Home


Keywords:stock options work
Last Date:2012-02-20

Question: How do stock options work?

1) Let's say a firm rewards its worker with stock options. This worker decides to exercise the options. Then the firm should give out its common stocks to the worker. Where do these stocks come from? The firm issues brand new stocks through SEC? Do they come from treasury stocks?

2) Let's say a firm is going through IPO. It issues 2000 of hot IPO shares through SEC. What happens to 500 existing stocks that are held by people who bought the stocks before IPO through private investment? They are also automatically registered through SEC? So the market cap is 2500?

Thanks!


Answer:

1) The stock could come from treasury stock or is simply issued from authorized but unissued stock. And no the company does not need to register those shares with the SEC. However, if the shares were never previously registered with the SEC, then that would be restricted stock, subject to Rule 144, and could not be sold on the open market for at least 6 months. There are additional sales restrictions of unregistered restricted shares, as to size, timing. etc. but they would NOT have to be registered with the SEC to be sold on the open market.

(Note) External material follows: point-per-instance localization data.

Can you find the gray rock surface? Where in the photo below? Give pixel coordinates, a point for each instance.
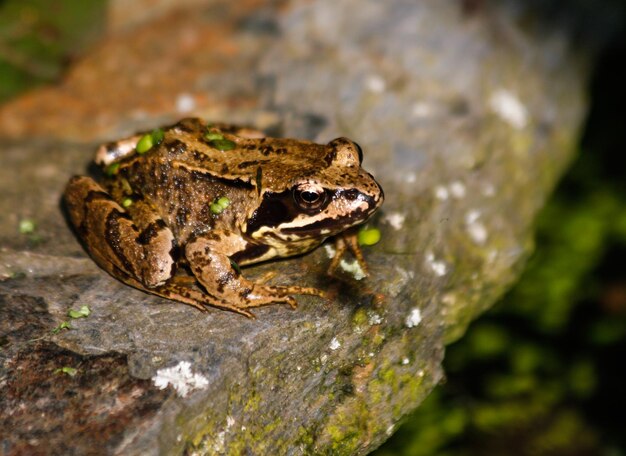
(466, 119)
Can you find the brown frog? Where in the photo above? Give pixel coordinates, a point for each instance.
(212, 197)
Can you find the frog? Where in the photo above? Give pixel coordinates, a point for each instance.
(177, 211)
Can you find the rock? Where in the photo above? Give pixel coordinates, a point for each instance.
(467, 120)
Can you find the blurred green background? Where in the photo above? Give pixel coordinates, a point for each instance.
(542, 373)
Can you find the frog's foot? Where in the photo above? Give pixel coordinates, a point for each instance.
(179, 289)
(263, 295)
(344, 242)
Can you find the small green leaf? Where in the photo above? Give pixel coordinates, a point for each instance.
(235, 266)
(369, 236)
(81, 313)
(223, 144)
(112, 169)
(27, 226)
(216, 208)
(213, 136)
(223, 201)
(71, 371)
(144, 144)
(63, 325)
(157, 136)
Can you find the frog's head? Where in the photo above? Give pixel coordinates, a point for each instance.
(322, 193)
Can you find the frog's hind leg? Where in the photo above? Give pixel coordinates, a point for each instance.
(141, 256)
(208, 257)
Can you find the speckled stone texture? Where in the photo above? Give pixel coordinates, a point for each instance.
(467, 119)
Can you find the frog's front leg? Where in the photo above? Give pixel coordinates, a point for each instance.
(209, 259)
(138, 253)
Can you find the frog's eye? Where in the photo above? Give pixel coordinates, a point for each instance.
(309, 196)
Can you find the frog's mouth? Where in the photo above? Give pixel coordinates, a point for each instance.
(328, 226)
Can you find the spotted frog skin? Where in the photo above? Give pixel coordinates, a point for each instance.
(207, 198)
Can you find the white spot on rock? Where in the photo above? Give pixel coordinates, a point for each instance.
(439, 267)
(509, 108)
(457, 189)
(475, 228)
(395, 219)
(375, 84)
(185, 103)
(421, 109)
(181, 378)
(414, 318)
(441, 193)
(489, 189)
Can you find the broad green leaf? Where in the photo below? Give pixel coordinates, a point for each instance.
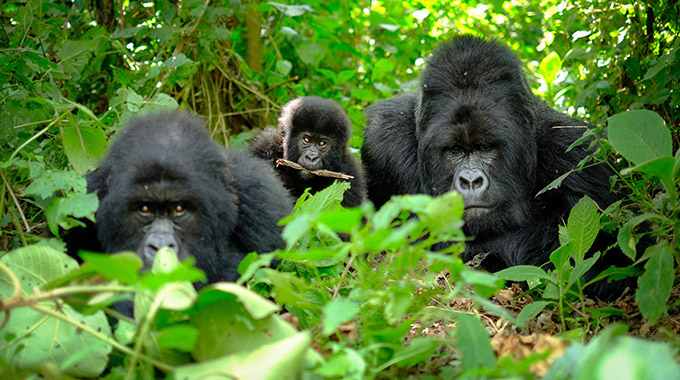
(640, 136)
(31, 339)
(654, 286)
(292, 10)
(418, 350)
(581, 268)
(662, 168)
(612, 355)
(337, 312)
(550, 66)
(123, 267)
(180, 337)
(583, 226)
(160, 103)
(522, 273)
(283, 67)
(84, 146)
(311, 52)
(256, 305)
(62, 211)
(342, 220)
(625, 237)
(530, 311)
(74, 55)
(279, 360)
(473, 342)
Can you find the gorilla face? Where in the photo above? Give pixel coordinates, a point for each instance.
(475, 136)
(313, 150)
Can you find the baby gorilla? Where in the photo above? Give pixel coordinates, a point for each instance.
(314, 132)
(166, 183)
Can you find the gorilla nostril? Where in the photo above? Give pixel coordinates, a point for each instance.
(471, 181)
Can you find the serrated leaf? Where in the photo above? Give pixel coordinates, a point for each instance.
(473, 342)
(50, 340)
(583, 226)
(654, 286)
(337, 312)
(640, 136)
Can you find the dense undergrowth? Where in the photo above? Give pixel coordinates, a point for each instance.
(381, 304)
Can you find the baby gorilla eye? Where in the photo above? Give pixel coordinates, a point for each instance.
(178, 210)
(144, 210)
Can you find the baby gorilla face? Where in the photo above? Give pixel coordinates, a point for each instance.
(313, 150)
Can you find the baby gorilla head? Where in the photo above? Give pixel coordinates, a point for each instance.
(316, 132)
(166, 183)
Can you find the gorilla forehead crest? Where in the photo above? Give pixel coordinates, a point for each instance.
(313, 113)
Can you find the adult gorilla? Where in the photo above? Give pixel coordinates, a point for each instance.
(475, 126)
(165, 183)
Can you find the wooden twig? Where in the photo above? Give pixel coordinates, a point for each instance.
(320, 172)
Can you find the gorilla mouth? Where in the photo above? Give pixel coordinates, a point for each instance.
(476, 211)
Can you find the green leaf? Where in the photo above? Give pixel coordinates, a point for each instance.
(663, 168)
(311, 52)
(654, 286)
(625, 237)
(62, 211)
(292, 10)
(284, 67)
(74, 55)
(522, 273)
(84, 146)
(337, 312)
(180, 337)
(418, 350)
(640, 136)
(550, 66)
(583, 226)
(342, 220)
(473, 342)
(123, 267)
(530, 311)
(32, 339)
(177, 60)
(280, 360)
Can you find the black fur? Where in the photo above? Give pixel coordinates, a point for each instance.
(320, 119)
(476, 112)
(230, 201)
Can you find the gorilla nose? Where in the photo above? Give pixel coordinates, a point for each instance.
(157, 241)
(471, 182)
(311, 160)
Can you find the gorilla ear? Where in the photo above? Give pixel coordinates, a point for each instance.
(97, 181)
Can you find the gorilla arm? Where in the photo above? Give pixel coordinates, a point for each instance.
(389, 153)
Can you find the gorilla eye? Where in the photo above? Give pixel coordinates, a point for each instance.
(144, 210)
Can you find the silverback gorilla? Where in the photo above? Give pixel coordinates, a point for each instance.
(314, 132)
(165, 182)
(475, 126)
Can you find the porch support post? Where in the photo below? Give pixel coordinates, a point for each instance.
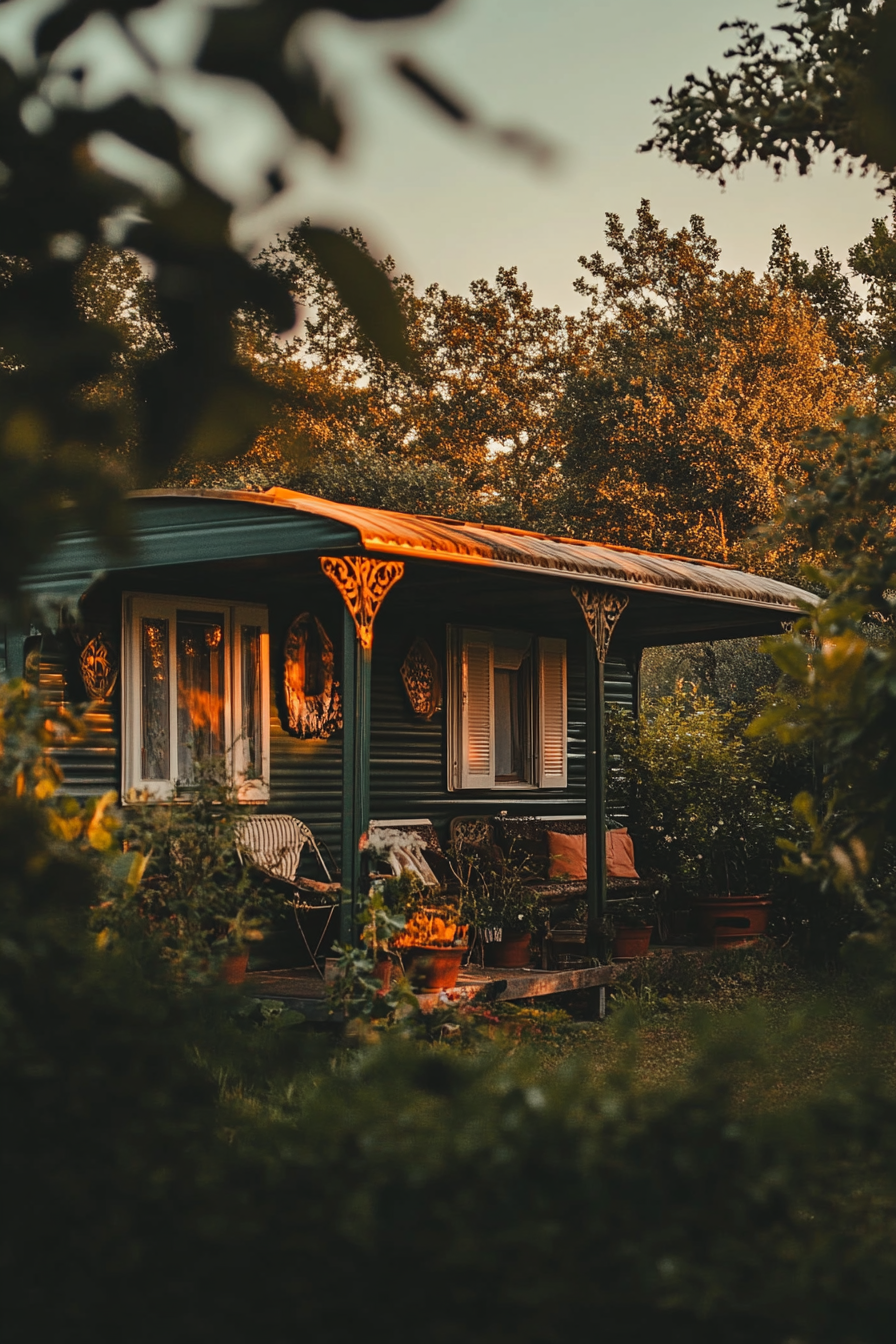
(595, 793)
(356, 772)
(363, 583)
(634, 667)
(16, 636)
(602, 609)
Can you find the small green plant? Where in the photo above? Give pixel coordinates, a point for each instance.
(629, 913)
(703, 808)
(188, 890)
(356, 989)
(495, 891)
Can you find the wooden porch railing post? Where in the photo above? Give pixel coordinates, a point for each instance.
(363, 583)
(602, 609)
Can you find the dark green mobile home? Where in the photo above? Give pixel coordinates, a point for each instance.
(353, 663)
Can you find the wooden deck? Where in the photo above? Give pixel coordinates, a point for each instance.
(306, 992)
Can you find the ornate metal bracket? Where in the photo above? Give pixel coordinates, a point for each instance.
(363, 583)
(602, 609)
(422, 679)
(98, 664)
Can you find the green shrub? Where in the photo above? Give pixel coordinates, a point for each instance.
(703, 812)
(192, 897)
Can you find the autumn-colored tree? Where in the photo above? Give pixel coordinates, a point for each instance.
(470, 429)
(699, 387)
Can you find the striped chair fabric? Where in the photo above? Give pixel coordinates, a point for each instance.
(274, 844)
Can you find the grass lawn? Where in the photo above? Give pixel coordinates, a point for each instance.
(809, 1030)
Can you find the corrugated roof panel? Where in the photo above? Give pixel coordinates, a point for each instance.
(417, 536)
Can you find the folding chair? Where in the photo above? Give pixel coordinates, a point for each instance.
(274, 843)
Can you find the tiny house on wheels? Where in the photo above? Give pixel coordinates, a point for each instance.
(355, 663)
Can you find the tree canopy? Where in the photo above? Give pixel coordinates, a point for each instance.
(83, 167)
(666, 414)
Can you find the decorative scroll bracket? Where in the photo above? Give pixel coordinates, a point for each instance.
(363, 583)
(98, 664)
(602, 609)
(422, 679)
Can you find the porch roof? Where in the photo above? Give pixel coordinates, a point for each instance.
(429, 538)
(173, 527)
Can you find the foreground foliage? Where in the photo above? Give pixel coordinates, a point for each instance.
(195, 1164)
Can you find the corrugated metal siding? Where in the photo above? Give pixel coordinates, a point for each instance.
(90, 764)
(407, 754)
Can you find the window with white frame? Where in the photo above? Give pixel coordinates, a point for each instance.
(195, 686)
(507, 710)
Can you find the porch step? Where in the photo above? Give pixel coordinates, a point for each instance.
(304, 991)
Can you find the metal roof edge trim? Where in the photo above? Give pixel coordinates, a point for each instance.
(370, 524)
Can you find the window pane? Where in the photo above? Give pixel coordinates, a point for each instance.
(251, 694)
(512, 714)
(200, 690)
(155, 703)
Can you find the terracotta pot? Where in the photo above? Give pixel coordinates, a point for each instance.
(727, 921)
(233, 969)
(383, 971)
(633, 941)
(433, 968)
(515, 949)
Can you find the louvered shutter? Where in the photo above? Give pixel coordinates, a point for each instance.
(477, 710)
(552, 714)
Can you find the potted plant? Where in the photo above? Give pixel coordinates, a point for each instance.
(630, 924)
(504, 909)
(427, 940)
(431, 946)
(704, 809)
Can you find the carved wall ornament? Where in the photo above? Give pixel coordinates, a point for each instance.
(363, 583)
(313, 702)
(602, 609)
(98, 665)
(422, 679)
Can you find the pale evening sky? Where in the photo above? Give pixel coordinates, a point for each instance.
(580, 73)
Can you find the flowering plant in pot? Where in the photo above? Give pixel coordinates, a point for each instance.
(418, 932)
(501, 906)
(630, 924)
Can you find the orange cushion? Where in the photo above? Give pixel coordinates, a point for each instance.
(568, 856)
(621, 854)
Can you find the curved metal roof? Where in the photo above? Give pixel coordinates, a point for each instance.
(425, 538)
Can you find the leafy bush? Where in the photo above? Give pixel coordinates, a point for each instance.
(190, 893)
(703, 812)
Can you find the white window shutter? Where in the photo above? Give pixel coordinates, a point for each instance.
(477, 710)
(552, 714)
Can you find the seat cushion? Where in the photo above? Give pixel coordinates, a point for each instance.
(621, 854)
(567, 856)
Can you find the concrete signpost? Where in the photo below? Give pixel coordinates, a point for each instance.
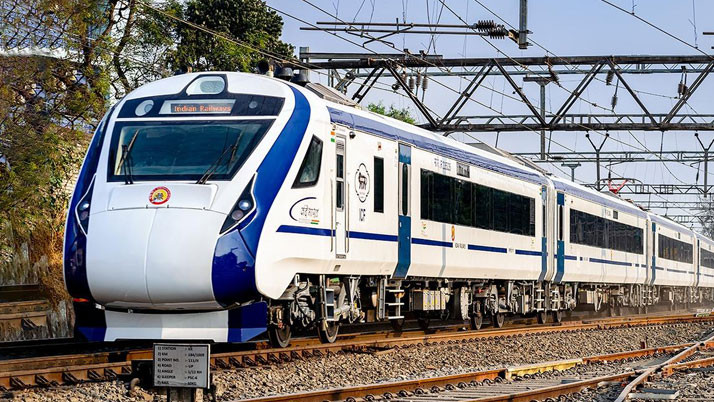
(182, 368)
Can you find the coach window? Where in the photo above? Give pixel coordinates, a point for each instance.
(309, 172)
(483, 210)
(462, 202)
(378, 184)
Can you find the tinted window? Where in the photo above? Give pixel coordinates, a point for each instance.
(594, 231)
(378, 184)
(673, 249)
(449, 200)
(309, 171)
(707, 258)
(182, 150)
(405, 189)
(463, 203)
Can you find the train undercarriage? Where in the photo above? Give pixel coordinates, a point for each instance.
(323, 303)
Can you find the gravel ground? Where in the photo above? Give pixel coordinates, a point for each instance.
(115, 391)
(439, 360)
(599, 394)
(348, 369)
(693, 385)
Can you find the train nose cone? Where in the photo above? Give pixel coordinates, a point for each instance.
(180, 257)
(116, 255)
(153, 258)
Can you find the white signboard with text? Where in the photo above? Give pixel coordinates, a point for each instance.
(181, 365)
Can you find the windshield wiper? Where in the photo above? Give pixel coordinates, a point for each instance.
(214, 167)
(126, 151)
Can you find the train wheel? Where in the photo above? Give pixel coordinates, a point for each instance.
(279, 337)
(498, 320)
(328, 335)
(397, 324)
(423, 322)
(476, 321)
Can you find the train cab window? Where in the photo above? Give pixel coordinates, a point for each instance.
(378, 184)
(182, 150)
(309, 172)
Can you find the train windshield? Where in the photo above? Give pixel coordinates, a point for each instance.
(147, 151)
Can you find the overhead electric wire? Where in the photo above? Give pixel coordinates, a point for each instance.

2) Generally when a company is registering shares for an IPO with the SEC for sale to the general public, they also simultaneously register the shares of previously issued stock previously sold to holders of private placement pre-IPO and shares of employee stock option plans. Only the officers and major shareholders (owning over 5% of the company stock) are generally subject to some lock-up agreement. The market capitalization (or cap for short) is the VALUE of the outstanding shares times their sales price/share. The 2,500 shares in your example above would simply represent the number of outstanding shares.